From 09ed791c1ee523a63affa63f0ee24da569a01e3a Mon Sep 17 00:00:00 2001
From: Sam Leffler <sleffler@google.com>
Date: Wed, 11 May 2022 00:36:05 +0000
Subject: [PATCH] MlCoordinator: get models in BundleImage format from
 SecurityCoordinator

- remove vestiges of mapped ELF file; models now come from
  SecurityCoordinator using a LoadModel request in the form of a BundleImage
- change execute api to take a bundle_id & model_id
- track loded bundle_id & model_id to handle switching between models
- load_elf -> load_image (which loads a BundleImage)
- add a client-side wrapper to hide marshalling details
- add a copyregion (VSpace hole) for processing BundleImages
- integrate with slot allocator
- setup the heap (needed for various things)

Change-Id: I50f3526bddefcdb67b742d42ca396bfefc10801f
GitOrigin-RevId: 80aa0da34b057b334b7d76932c7ad25146364569
---
 .../MlCoordinator/MlCoordinator.camkes        |   4 +-
 .../kata-ml-coordinator/Cargo.toml            |   4 +-
 .../kata-ml-coordinator/src/run.rs            | 134 ++++++++++++++----
 .../kata-ml-interface/Cargo.toml              |   4 +
 .../kata-ml-interface/src/lib.rs              |  25 +++-
 .../MlCoordinator/kata-vec-core/Cargo.toml    |   5 +-
 .../MlCoordinator/kata-vec-core/src/lib.rs    |  76 +++++-----
 7 files changed, 176 insertions(+), 76 deletions(-)

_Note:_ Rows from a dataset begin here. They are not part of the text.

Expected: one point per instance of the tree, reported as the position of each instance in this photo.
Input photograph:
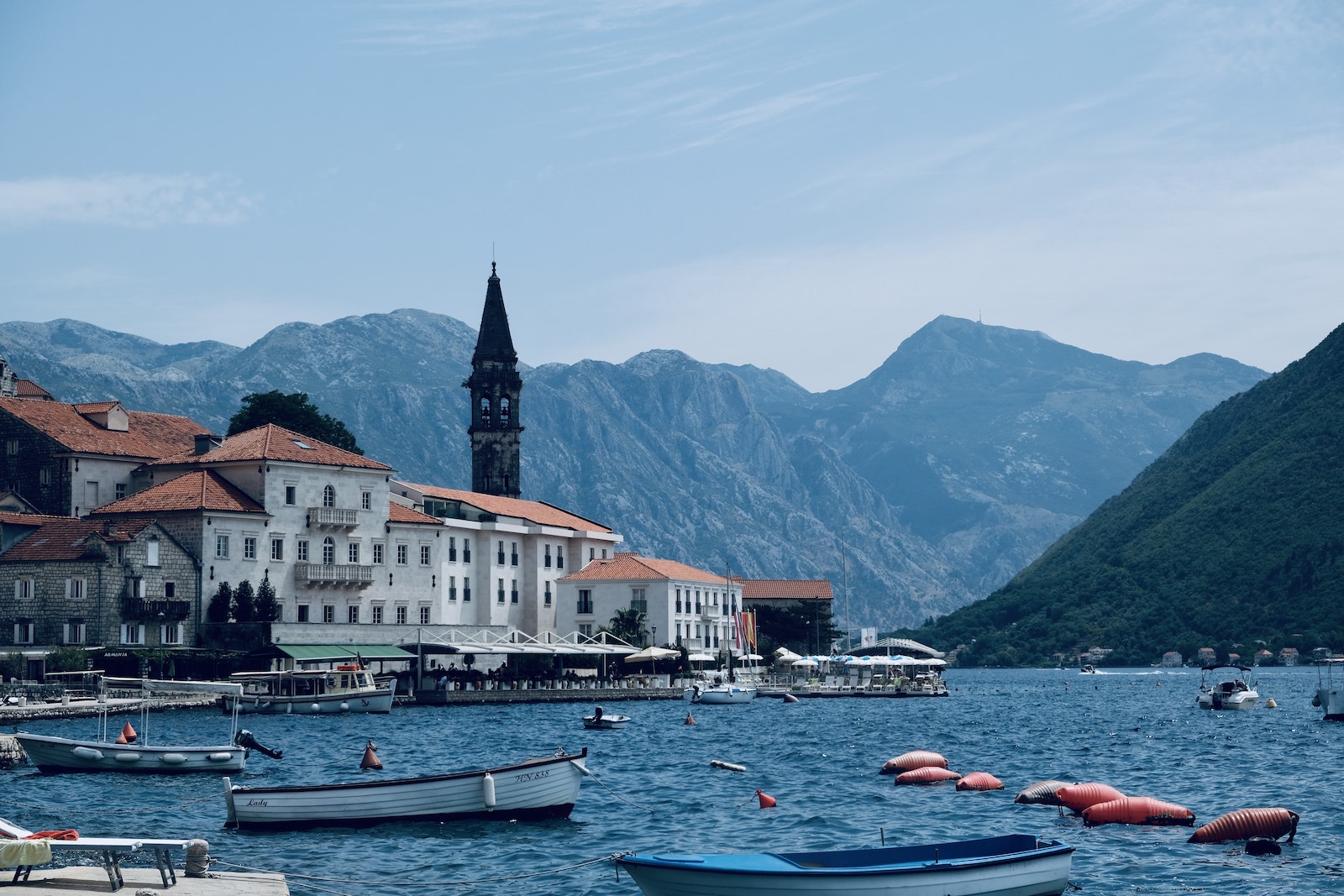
(268, 609)
(293, 412)
(245, 602)
(221, 605)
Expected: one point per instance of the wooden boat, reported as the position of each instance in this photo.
(134, 754)
(530, 790)
(1016, 864)
(349, 688)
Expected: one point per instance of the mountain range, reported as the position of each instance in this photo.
(916, 490)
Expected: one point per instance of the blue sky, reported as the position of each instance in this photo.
(790, 184)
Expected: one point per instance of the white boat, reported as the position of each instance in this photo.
(605, 721)
(1330, 688)
(1229, 689)
(1011, 866)
(721, 692)
(347, 688)
(104, 752)
(530, 790)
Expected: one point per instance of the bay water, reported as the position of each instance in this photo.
(654, 789)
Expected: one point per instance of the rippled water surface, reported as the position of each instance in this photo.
(655, 790)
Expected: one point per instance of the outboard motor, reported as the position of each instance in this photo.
(245, 741)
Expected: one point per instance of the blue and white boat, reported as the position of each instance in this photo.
(1010, 866)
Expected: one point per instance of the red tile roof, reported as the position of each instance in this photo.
(632, 566)
(150, 436)
(538, 512)
(273, 443)
(786, 589)
(197, 490)
(67, 539)
(400, 513)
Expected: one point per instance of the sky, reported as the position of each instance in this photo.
(793, 184)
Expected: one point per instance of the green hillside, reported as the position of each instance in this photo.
(1233, 539)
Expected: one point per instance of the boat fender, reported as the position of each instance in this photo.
(371, 759)
(1247, 824)
(927, 775)
(913, 759)
(488, 790)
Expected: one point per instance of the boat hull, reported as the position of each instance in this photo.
(64, 754)
(1014, 866)
(530, 790)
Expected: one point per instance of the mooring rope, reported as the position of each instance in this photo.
(417, 883)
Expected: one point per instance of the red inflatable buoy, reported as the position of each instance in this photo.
(980, 781)
(913, 759)
(1245, 824)
(1079, 797)
(1043, 793)
(1137, 810)
(927, 775)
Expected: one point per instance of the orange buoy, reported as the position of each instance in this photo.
(980, 781)
(927, 775)
(913, 759)
(1137, 810)
(1043, 793)
(1079, 797)
(370, 759)
(1245, 824)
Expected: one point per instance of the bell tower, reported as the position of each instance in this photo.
(495, 385)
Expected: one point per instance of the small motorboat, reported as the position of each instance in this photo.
(1229, 692)
(1018, 864)
(605, 721)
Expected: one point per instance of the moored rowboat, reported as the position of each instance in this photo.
(1016, 864)
(530, 790)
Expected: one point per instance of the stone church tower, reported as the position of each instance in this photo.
(495, 385)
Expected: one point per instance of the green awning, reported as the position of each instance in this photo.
(338, 652)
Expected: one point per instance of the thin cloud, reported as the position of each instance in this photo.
(124, 201)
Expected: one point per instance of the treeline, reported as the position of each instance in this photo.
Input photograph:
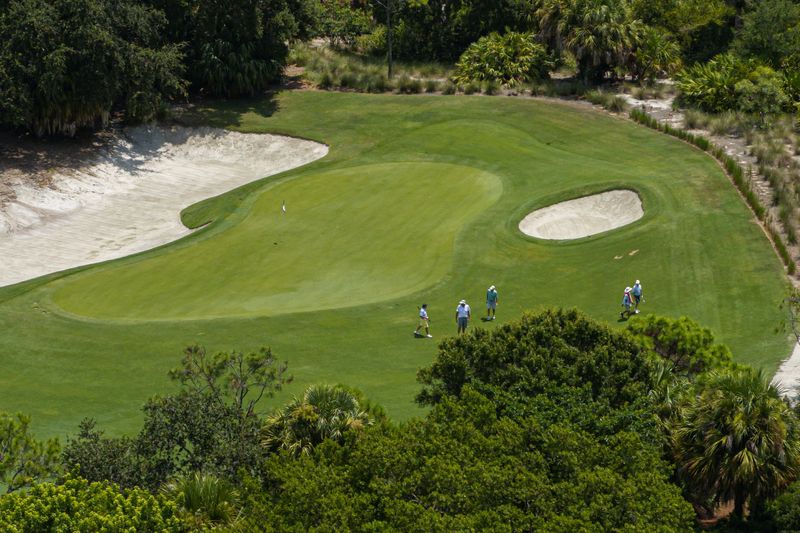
(551, 423)
(68, 64)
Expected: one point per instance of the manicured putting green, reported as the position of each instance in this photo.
(418, 200)
(343, 241)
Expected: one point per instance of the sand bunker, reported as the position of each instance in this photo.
(130, 198)
(584, 216)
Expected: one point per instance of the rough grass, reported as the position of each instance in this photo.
(90, 344)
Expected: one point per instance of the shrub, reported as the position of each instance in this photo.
(617, 104)
(325, 81)
(761, 94)
(77, 505)
(711, 86)
(373, 43)
(598, 97)
(508, 59)
(490, 87)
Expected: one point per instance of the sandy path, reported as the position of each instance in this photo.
(788, 373)
(584, 216)
(130, 198)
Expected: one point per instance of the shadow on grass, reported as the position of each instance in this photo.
(227, 113)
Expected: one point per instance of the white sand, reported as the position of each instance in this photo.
(130, 199)
(584, 216)
(788, 375)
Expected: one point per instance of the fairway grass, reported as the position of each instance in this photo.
(343, 241)
(418, 200)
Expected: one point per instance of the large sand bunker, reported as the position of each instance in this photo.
(129, 199)
(584, 216)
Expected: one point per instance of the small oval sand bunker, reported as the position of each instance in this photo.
(584, 216)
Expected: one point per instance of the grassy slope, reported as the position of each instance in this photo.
(696, 250)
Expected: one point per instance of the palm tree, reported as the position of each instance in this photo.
(600, 33)
(324, 412)
(656, 52)
(204, 499)
(737, 440)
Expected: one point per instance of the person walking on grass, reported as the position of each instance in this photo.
(462, 316)
(638, 295)
(627, 300)
(491, 303)
(424, 321)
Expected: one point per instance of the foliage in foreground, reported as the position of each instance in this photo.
(23, 459)
(77, 505)
(211, 425)
(737, 440)
(553, 422)
(510, 59)
(64, 64)
(324, 412)
(465, 467)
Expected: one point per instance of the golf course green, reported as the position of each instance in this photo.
(418, 201)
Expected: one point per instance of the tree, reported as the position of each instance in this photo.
(465, 467)
(65, 64)
(324, 412)
(600, 33)
(23, 459)
(234, 48)
(737, 440)
(770, 31)
(211, 425)
(711, 86)
(242, 379)
(682, 342)
(762, 94)
(510, 59)
(94, 457)
(655, 53)
(77, 505)
(541, 353)
(341, 23)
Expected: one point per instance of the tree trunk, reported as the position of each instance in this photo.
(738, 505)
(389, 33)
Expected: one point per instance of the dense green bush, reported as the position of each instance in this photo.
(467, 468)
(77, 505)
(541, 353)
(689, 347)
(509, 59)
(711, 86)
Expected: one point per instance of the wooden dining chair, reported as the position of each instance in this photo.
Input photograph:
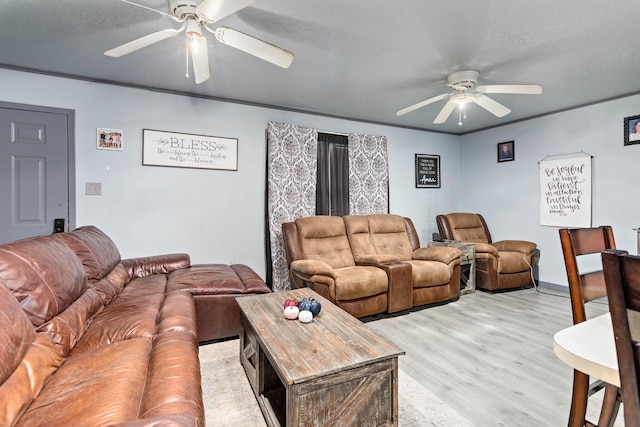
(622, 277)
(585, 287)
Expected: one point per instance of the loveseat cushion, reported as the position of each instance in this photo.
(43, 274)
(429, 273)
(97, 252)
(467, 227)
(389, 235)
(360, 282)
(324, 238)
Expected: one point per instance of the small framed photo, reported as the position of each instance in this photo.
(506, 151)
(632, 130)
(109, 139)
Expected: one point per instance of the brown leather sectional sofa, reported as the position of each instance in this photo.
(90, 339)
(369, 264)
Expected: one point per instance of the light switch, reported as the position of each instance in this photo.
(93, 188)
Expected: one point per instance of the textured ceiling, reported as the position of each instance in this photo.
(362, 60)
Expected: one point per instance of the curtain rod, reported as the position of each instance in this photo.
(333, 133)
(565, 154)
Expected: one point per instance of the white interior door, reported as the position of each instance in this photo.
(34, 171)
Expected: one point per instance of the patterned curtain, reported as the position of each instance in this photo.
(292, 165)
(368, 174)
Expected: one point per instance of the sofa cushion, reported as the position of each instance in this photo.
(16, 334)
(133, 314)
(96, 250)
(99, 387)
(216, 279)
(324, 238)
(43, 274)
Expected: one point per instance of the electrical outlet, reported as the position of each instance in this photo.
(93, 188)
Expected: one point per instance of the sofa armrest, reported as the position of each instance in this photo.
(521, 246)
(375, 259)
(307, 268)
(158, 264)
(443, 254)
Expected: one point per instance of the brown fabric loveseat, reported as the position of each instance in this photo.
(89, 339)
(369, 264)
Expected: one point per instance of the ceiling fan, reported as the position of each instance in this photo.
(195, 17)
(464, 84)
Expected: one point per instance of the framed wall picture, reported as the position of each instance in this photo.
(427, 171)
(506, 151)
(109, 139)
(632, 130)
(175, 149)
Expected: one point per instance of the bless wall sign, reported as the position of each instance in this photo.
(160, 148)
(427, 171)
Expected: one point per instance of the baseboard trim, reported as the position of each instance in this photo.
(554, 286)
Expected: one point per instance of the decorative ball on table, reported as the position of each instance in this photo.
(305, 316)
(310, 304)
(291, 312)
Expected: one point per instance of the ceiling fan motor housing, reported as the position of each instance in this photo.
(466, 79)
(183, 8)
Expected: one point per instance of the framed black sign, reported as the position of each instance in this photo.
(427, 171)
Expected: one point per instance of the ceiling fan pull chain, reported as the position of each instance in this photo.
(187, 58)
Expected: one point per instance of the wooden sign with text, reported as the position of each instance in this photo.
(183, 150)
(427, 171)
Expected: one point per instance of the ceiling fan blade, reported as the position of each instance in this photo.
(253, 46)
(445, 112)
(145, 41)
(175, 18)
(201, 68)
(422, 104)
(215, 10)
(519, 89)
(494, 107)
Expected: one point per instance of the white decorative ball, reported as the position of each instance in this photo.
(305, 316)
(291, 312)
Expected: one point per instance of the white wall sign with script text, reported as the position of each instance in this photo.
(565, 192)
(183, 150)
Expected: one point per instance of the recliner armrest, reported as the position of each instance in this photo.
(487, 248)
(374, 259)
(521, 246)
(309, 268)
(443, 254)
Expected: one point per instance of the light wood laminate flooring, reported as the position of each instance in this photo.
(490, 356)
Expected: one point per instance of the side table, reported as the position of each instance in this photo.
(467, 263)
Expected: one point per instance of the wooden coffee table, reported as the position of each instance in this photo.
(332, 371)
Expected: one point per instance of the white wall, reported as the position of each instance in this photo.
(508, 194)
(215, 216)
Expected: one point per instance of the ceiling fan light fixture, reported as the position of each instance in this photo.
(193, 30)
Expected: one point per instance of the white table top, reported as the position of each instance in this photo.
(589, 347)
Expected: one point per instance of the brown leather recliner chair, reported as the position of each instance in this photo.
(506, 264)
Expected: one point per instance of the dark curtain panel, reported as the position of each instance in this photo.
(332, 192)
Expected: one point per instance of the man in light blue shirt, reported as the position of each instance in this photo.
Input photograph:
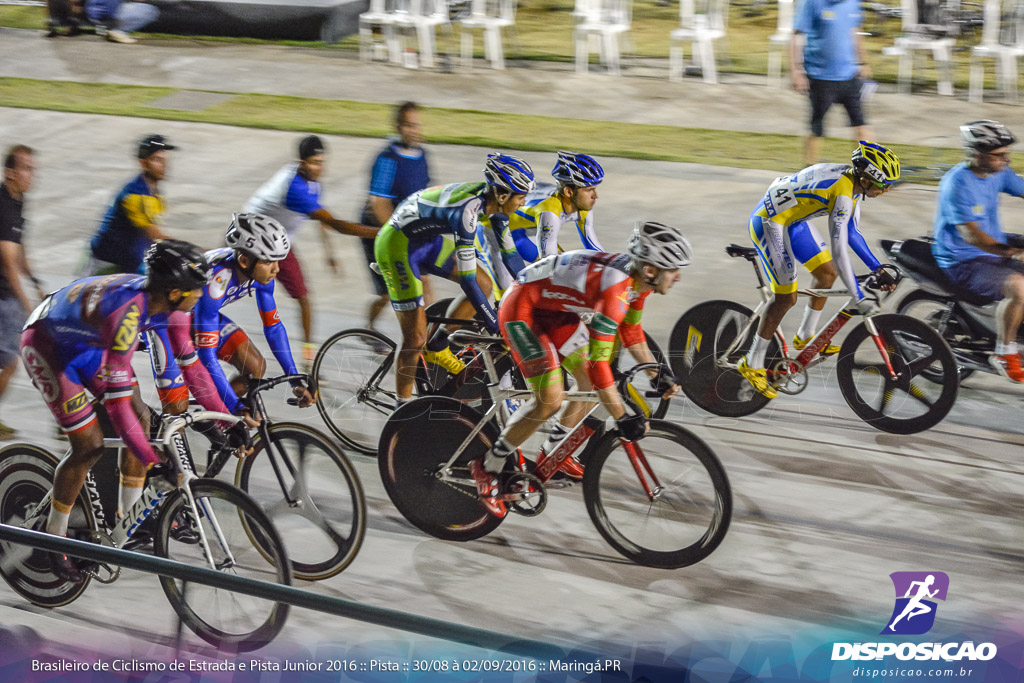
(829, 66)
(970, 245)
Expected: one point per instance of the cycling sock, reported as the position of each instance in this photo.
(495, 461)
(756, 356)
(56, 521)
(1006, 349)
(810, 323)
(129, 492)
(438, 342)
(558, 432)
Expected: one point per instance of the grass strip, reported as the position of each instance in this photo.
(452, 126)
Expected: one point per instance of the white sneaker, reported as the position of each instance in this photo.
(117, 36)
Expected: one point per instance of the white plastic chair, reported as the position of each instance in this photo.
(489, 17)
(938, 40)
(382, 17)
(608, 20)
(424, 16)
(700, 26)
(1006, 51)
(779, 42)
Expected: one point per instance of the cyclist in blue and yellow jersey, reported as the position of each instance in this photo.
(433, 231)
(536, 227)
(782, 237)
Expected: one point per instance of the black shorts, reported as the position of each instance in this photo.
(368, 249)
(826, 93)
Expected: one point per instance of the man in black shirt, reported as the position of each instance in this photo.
(18, 167)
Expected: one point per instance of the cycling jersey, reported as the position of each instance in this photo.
(552, 297)
(216, 335)
(122, 239)
(781, 235)
(433, 230)
(543, 217)
(83, 337)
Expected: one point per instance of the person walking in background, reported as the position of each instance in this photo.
(132, 220)
(399, 170)
(18, 168)
(292, 197)
(121, 17)
(827, 60)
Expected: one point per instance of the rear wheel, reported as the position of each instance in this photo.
(26, 477)
(419, 438)
(354, 375)
(931, 308)
(324, 525)
(698, 348)
(904, 404)
(683, 513)
(229, 519)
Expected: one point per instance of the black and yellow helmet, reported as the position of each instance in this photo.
(878, 163)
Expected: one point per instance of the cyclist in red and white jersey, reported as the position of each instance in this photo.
(565, 311)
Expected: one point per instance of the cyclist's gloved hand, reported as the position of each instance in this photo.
(867, 306)
(632, 427)
(884, 280)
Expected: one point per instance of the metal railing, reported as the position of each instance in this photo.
(290, 595)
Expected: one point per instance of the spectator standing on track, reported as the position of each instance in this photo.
(400, 169)
(292, 197)
(132, 220)
(18, 168)
(829, 66)
(121, 17)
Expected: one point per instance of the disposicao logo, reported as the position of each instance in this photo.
(915, 595)
(913, 614)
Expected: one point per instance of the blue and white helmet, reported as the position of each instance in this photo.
(508, 173)
(578, 170)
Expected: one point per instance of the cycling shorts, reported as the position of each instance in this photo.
(541, 340)
(62, 384)
(402, 263)
(780, 247)
(170, 382)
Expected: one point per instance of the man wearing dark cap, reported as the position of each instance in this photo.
(132, 220)
(293, 197)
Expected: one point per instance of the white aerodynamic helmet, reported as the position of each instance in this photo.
(261, 237)
(659, 246)
(985, 135)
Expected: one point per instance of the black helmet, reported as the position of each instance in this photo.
(174, 264)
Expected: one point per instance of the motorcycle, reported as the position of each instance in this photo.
(967, 322)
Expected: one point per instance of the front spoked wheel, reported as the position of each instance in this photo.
(225, 620)
(311, 494)
(417, 441)
(354, 375)
(664, 501)
(26, 477)
(905, 404)
(704, 349)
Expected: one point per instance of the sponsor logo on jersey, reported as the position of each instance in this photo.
(126, 335)
(42, 375)
(76, 403)
(524, 341)
(207, 339)
(560, 296)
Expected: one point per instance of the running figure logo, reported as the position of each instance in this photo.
(914, 609)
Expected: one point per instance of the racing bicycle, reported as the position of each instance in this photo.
(663, 502)
(204, 521)
(878, 369)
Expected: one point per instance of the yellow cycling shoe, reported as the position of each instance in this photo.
(799, 344)
(444, 358)
(758, 377)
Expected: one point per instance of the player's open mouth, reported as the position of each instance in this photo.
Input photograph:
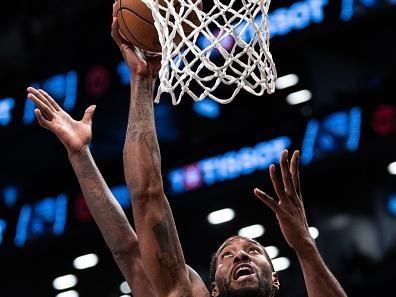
(242, 271)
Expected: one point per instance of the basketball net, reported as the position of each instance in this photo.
(227, 45)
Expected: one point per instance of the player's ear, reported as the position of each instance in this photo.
(275, 281)
(214, 290)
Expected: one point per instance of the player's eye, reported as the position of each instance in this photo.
(226, 255)
(253, 250)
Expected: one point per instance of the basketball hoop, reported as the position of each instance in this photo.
(229, 45)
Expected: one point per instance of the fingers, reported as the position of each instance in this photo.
(44, 109)
(41, 120)
(294, 170)
(89, 112)
(54, 104)
(114, 32)
(279, 190)
(286, 177)
(268, 200)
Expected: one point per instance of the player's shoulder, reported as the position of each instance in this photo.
(198, 287)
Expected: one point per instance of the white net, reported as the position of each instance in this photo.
(227, 43)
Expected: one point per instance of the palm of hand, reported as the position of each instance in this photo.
(75, 135)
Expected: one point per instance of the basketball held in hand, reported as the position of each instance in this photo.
(136, 24)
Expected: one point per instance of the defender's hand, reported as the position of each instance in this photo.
(289, 207)
(75, 135)
(147, 65)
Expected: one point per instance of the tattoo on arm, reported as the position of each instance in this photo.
(168, 255)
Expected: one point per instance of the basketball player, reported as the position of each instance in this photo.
(106, 211)
(241, 266)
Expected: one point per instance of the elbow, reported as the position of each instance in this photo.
(145, 192)
(126, 249)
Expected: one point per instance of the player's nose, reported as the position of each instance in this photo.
(241, 256)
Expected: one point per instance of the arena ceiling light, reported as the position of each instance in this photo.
(272, 251)
(64, 282)
(286, 81)
(314, 232)
(281, 263)
(392, 168)
(124, 288)
(252, 231)
(70, 293)
(85, 261)
(299, 97)
(221, 216)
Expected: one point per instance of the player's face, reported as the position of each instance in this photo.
(243, 270)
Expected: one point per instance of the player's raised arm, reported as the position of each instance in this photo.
(106, 211)
(160, 247)
(290, 212)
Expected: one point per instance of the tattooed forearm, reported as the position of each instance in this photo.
(141, 120)
(165, 234)
(104, 208)
(142, 158)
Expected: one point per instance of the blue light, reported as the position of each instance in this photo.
(55, 85)
(369, 3)
(45, 209)
(124, 73)
(326, 143)
(355, 119)
(6, 106)
(207, 108)
(302, 15)
(10, 196)
(28, 114)
(337, 124)
(22, 225)
(63, 87)
(70, 90)
(3, 226)
(176, 180)
(307, 148)
(347, 10)
(121, 193)
(60, 214)
(392, 204)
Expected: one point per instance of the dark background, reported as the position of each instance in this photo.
(344, 64)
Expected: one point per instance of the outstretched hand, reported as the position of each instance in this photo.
(139, 62)
(75, 135)
(289, 207)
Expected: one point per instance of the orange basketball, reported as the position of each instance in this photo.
(136, 24)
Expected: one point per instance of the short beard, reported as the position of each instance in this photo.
(264, 289)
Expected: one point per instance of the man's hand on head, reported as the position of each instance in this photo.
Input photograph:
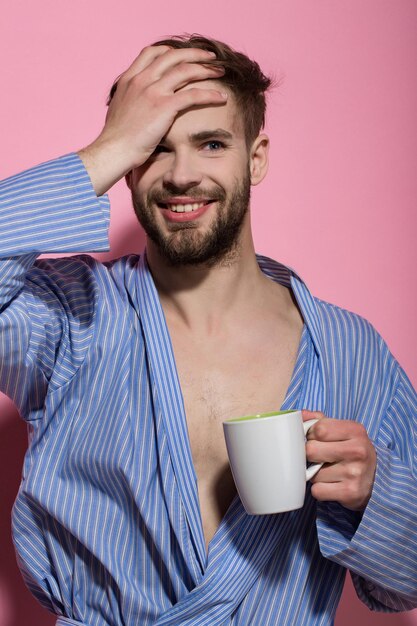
(349, 458)
(147, 100)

diff --git a/apps/system/components/MlCoordinator/MlCoordinator.camkes b/apps/system/components/MlCoordinator/MlCoordinator.camkes
index 7d69508..0823f0b 100644
--- a/apps/system/components/MlCoordinator/MlCoordinator.camkes
+++ b/apps/system/components/MlCoordinator/MlCoordinator.camkes
@@ -11,7 +11,6 @@ component MlCoordinator {
   consumes Interrupt data_fault;
 
   dataport Buf csr;
-  dataport Buf(0x1000000) elf_file;
   dataport Buf(0x100000) itcm;
   dataport Buf(0x1000000) dtcm;
 
@@ -20,4 +19,7 @@ component MlCoordinator {
 
   // Enable KataOS CAmkES support.
   attribute int kataos = true;
+
+  // Copyregion for loading bundle images
+  has copyregion BUNDLE_IMAGE;
 }
diff --git a/apps/system/components/MlCoordinator/kata-ml-coordinator/Cargo.toml b/apps/system/components/MlCoordinator/kata-ml-coordinator/Cargo.toml
index 0a41892..f53fc45 100644
--- a/apps/system/components/MlCoordinator/kata-ml-coordinator/Cargo.toml
+++ b/apps/system/components/MlCoordinator/kata-ml-coordinator/Cargo.toml
@@ -7,11 +7,13 @@ authors = ["Adam Jesionowski <jesionowski@google.com>"]
 edition = "2021"
 
 [dependencies]
+cstr_core = { version = "0.2.3", default-features = false }
 kata-os-common = { path = "../../kata-os-common" }
+kata-memory-interface = { path = "../../MemoryManager/kata-memory-interface" }
 kata-ml-interface = { path = "../kata-ml-interface" }
+kata-security-interface = { path = "../../SecurityCoordinator/kata-security-interface" }
 kata-vec-core = { path = "../kata-vec-core" }
 log = "0.4"
-xmas-elf = "0.8.0"
 
 [lib]
 name = "kata_ml_coordinator"
diff --git a/apps/system/components/MlCoordinator/kata-ml-coordinator/src/run.rs b/apps/system/components/MlCoordinator/kata-ml-coordinator/src/run.rs
index 7eeabc6..188db0c 100644
--- a/apps/system/components/MlCoordinator/kata-ml-coordinator/src/run.rs
+++ b/apps/system/components/MlCoordinator/kata-ml-coordinator/src/run.rs
@@ -2,28 +2,41 @@
 
 // ML Coordinator Design Doc: go/sparrow-ml-doc
 
-use core::slice;
+extern crate alloc;
+
+use cstr_core::CStr;
+use alloc::string::String;
+use kata_os_common::allocator;
 use kata_os_common::logger::KataLogger;
+use kata_os_common::sel4_sys;
+use kata_os_common::slot_allocator;
 use kata_ml_interface::MlCoordinatorInterface;
 use kata_ml_interface::MlCoreInterface;
+use kata_security_interface::*;
 use kata_vec_core::MlCore;
 use log::{error, info, trace};
 
+use sel4_sys::seL4_CPtr;
+
+use slot_allocator::CSpaceSlot;
+use slot_allocator::KATA_CSPACE_SLOTS;
+
+extern "C" {
+    static SELF_CNODE_FIRST_SLOT: seL4_CPtr;
+    static SELF_CNODE_LAST_SLOT: seL4_CPtr;
+}
+
 pub struct MLCoordinator {
-    is_loaded: bool,
+    loaded_bundle: Option<String>,
+    loaded_model: Option<String>,
     is_running: bool,
     continous_mode: bool,
     ml_core: MlCore,
 }
 
-extern "C" {
-    static elf_file: *const u8;
-}
-// TODO(jesionowski): Get the size programatically.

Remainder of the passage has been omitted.